Polres Kolut

Kasatresnarkoba Polres Kolaka Utara IPTU Rudika Harto K, S.IK (tengah/duduk).

Kendari, Metropol – Ternyata narkotika kini juga telah menyasar kalangan menengah bawah.  Buktinya, buruh bangunan bersama seorang rekannya di ciduk satuan reserse narkoba Polres Kolaka Utara ketika hendak bertransaksi sabu-sabu.

Kedua tersangka Aksan dan Alex ditangkap pada Kamis (20/4) sekitar pukul 12.55 Wita di Desa Tojabi, Kecamatan Lasusua, Kabupaten Kolaka Utara.

“Kita dapat informasi dari masyarakat bahwa akan ada transaksi sabu di Tojabi, saat anggota kami kesana kami langsung menangkap mereka berdua,” demikian saat Kasatres Narkoba Polres Kolaka Utara IPTU Rudika Harto Kanajiri, S.IK saat dikonfirmasi via whatsapp, Jumat (21/4)

Salah seorang tersangka Aksan bahkan mengelabuhi petugas dengan menyimpan sabu-sabu tersebut didalam celana dalamnya.
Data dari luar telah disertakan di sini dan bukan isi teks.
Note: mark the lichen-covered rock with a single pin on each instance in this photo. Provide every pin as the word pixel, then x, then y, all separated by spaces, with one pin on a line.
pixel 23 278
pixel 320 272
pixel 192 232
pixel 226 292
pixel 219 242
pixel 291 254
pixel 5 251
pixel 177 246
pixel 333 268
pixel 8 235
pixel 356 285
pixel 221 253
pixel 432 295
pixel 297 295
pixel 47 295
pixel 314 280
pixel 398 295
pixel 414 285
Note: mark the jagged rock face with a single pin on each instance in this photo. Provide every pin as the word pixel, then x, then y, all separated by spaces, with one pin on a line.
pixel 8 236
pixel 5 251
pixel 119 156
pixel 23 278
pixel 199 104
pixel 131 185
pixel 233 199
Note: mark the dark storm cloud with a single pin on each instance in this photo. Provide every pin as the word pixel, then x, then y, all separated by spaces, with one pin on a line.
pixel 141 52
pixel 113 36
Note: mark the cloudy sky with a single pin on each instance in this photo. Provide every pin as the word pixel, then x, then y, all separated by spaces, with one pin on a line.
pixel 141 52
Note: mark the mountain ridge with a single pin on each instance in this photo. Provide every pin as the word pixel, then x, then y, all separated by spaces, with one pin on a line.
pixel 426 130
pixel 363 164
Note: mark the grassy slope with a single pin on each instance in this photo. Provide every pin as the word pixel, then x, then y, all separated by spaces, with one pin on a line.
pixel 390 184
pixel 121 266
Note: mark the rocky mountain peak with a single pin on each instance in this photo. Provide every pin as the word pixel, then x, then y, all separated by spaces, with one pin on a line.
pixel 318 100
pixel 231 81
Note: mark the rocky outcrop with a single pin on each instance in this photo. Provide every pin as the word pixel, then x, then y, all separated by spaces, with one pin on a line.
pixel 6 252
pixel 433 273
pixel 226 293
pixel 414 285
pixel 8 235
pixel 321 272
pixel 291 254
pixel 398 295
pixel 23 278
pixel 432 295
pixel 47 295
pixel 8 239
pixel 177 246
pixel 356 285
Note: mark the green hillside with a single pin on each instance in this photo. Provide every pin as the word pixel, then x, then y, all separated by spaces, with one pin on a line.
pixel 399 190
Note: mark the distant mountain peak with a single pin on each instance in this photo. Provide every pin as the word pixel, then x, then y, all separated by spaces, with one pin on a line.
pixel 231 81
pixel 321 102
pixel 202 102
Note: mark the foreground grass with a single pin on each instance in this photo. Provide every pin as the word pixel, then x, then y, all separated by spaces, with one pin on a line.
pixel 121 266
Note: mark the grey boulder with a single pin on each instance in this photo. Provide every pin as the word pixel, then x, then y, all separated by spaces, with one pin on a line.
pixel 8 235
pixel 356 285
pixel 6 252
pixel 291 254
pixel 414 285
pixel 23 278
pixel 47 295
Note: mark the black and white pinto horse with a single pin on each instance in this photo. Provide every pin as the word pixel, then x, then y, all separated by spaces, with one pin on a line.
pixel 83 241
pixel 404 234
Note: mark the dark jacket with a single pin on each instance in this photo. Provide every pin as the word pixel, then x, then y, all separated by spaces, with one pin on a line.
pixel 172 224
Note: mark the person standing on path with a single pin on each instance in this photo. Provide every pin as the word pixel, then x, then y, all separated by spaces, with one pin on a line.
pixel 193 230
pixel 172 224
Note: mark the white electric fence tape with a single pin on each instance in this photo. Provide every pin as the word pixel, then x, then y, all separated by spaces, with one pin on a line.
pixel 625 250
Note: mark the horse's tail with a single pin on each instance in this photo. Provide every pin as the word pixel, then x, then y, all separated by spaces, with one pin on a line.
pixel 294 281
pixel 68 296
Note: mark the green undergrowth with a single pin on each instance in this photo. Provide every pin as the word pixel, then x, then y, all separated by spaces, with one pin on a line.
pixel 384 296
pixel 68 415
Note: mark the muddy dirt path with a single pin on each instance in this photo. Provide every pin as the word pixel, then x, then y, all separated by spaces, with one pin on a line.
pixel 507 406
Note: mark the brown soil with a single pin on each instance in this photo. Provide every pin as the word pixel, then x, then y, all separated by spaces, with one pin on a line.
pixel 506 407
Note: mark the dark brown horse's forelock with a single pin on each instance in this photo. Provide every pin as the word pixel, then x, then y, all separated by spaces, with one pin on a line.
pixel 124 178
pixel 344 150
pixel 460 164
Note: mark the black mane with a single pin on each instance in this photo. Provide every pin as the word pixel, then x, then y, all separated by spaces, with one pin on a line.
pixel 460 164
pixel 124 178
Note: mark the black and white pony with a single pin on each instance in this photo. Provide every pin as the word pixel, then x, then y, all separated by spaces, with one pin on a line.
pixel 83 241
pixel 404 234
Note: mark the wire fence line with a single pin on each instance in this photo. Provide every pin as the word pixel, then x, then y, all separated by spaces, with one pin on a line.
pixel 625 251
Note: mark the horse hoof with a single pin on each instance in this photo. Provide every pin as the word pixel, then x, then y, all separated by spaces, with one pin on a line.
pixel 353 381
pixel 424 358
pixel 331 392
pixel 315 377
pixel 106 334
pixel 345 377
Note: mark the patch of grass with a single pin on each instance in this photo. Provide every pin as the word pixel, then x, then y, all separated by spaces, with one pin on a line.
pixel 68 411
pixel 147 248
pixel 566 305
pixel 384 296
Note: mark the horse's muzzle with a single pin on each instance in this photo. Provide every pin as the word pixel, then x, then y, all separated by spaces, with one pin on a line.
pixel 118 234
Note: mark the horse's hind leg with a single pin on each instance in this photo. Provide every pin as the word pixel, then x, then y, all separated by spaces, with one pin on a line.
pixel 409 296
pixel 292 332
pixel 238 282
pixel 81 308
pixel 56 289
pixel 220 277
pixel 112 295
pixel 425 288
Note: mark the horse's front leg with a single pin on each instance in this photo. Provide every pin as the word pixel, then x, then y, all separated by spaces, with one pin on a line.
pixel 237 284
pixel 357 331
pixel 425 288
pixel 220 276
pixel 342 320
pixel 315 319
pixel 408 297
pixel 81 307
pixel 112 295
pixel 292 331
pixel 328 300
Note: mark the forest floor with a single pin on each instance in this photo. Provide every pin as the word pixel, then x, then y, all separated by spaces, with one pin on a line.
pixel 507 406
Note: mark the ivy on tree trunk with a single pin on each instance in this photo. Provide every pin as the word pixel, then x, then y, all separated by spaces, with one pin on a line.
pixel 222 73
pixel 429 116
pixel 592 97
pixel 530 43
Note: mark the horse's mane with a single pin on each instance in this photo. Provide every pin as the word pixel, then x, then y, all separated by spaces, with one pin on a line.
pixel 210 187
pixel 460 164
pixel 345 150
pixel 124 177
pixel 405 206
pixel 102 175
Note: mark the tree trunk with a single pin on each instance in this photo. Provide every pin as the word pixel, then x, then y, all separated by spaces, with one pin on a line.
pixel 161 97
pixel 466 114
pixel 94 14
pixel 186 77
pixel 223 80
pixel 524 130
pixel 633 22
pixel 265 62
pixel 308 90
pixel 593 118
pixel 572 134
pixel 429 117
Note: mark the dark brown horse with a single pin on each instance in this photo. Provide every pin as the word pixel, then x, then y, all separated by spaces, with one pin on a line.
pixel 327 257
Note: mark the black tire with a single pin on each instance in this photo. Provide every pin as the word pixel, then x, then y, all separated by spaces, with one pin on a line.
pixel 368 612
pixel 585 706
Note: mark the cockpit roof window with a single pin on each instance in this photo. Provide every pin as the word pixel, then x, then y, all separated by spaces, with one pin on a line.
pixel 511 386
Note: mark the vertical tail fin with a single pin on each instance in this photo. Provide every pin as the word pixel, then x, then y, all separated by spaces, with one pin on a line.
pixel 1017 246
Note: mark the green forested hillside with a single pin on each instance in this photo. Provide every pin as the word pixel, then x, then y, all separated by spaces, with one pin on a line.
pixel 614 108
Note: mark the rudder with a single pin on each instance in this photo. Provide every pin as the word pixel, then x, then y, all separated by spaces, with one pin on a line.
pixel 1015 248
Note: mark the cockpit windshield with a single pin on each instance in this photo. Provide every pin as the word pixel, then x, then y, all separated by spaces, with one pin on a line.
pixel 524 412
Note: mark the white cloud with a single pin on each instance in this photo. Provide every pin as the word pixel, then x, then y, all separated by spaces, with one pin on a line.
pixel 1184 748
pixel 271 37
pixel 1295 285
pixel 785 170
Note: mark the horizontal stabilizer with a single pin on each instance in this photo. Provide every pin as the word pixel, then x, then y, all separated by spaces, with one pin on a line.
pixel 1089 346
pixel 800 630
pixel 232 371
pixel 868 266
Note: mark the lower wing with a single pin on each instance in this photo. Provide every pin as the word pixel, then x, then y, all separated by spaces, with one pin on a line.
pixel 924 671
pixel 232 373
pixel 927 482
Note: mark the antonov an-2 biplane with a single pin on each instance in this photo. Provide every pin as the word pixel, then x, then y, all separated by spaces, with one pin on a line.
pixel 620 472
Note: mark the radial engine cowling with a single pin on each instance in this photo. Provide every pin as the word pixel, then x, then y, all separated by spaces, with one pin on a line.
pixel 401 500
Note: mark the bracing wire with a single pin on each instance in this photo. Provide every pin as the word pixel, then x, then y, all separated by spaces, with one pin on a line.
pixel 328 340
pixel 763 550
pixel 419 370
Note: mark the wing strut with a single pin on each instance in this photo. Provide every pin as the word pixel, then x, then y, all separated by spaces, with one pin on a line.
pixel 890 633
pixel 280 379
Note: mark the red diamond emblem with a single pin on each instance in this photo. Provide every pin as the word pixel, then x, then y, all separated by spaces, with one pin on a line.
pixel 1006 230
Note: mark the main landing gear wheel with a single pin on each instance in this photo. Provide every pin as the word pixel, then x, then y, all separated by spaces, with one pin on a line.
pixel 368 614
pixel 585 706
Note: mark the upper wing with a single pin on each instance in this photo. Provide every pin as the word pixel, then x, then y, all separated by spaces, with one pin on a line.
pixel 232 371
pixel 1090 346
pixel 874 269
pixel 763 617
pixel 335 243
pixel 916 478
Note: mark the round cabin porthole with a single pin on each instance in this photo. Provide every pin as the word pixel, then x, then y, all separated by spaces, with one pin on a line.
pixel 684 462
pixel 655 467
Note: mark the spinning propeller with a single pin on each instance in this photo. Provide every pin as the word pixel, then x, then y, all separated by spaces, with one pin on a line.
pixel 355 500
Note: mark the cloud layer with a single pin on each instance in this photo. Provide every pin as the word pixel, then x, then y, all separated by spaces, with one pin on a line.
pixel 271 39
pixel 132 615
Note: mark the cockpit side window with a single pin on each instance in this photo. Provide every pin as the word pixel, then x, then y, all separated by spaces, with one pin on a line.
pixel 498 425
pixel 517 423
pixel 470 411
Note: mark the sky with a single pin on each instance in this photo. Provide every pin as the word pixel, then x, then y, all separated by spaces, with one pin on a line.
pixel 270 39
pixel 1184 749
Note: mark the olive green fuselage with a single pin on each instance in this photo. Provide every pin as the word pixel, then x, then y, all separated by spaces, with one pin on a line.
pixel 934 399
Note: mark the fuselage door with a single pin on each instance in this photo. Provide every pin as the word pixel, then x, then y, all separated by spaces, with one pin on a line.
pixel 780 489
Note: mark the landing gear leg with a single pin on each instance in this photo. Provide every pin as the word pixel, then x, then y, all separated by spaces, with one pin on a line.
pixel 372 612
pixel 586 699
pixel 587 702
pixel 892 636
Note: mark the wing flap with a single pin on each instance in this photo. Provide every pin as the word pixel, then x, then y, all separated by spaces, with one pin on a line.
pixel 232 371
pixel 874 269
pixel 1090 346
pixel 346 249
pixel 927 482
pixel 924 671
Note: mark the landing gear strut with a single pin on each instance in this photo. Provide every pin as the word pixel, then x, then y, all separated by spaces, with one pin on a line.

Saat dimintai keterangan oleh petugas ternyata Aksan dan Alex baru kali pertama bertemu untuk melakukan transaksi.

Alex memperoleh barang haram sabu-sabu tersebut dari salah seorang bandar di Kabupaten Kolaka. Dari penangkapan kedua tersangka, petugas berhasil mengamankan empat sachet plastik bening berisi sabu dengan berat 4,6 gram.

Untuk mempertanggung jawabkan perbuatannya, mereka dijerat pasal 112 dan 114 UU No. 35 Tahun 2009 tentang narkotika dengan ancaman 5 hingga 20 Tahun penjara.

“Kita lakukan penyidikan dan proses hukum lebih lanjut, ini sudah sembilan kalinya kami menindak penyalahgunaan narkotika,” pungkas IPTU Rudika, mantan Kapolsek Abeli ini.